By B15m1lah. Chair. At Saturday, July 14th 2018, 20:16:14 PM.
Having the right back height for your office chair can be of particular importance for those who suffer from back pain and even for those who want to avoid back pain. A good way to determine the back height that will be needed for your chair is to look at your current office chair. If you currently suffer from upper back you will want to look for a chair that's back will come up high enough to support your shoulder blades. Have a friend measure your back in its entirety from the top of the seat on your current office chair up to your shoulder blades to calculate how tall you will need your back rest to be.
Next you will need to figure out the seat height range necessary for you to be able to keep your feet flat on the floor while working(or on a foot rest) and work with your height. You will also need to take into consideration the height of your desk to ensure your chair will fit underneath your desk if needed, especially if you would like a chair with armrests. Most standard desks are 29" measured from the floor to the top of the desk, however some have higher workstations or adjustable desks that can be lowered and raised if needed. If you are a shorter individual a standard cylinder that comes with most office chairs may be too tall for you causing your legs to be bent at an awkward angle. The same can be said for taller individuals who need a longer cylinder and higher seat height adjustment range. Certain specialty ergonomic office chairs offer different cylinder size options to accommodate individuals of any height from children 4' tall to adults that are 6'8".

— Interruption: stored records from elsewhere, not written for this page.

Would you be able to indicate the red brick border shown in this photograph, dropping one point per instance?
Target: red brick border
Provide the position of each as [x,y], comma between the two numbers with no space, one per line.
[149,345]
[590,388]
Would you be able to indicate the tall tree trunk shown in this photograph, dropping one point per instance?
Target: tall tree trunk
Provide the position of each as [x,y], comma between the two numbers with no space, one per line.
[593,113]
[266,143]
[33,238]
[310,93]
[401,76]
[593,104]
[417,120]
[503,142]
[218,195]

The size of the back of the chair is one of the most important features. For an executive chair to be truly comfortable, the top of the back of the chair should be no lower than the middle of the back of the person's head who will be using the seat. In a truly comfortable office chair, a person should be able to lean back and have their head rest against the back of the chair or a headrest. Many lower quality chairs have backs that extend up almost to the back of a person's head, but not quite. If a person leans back in one of these chairs, their head hangs over the back and it is quite uncomfortable.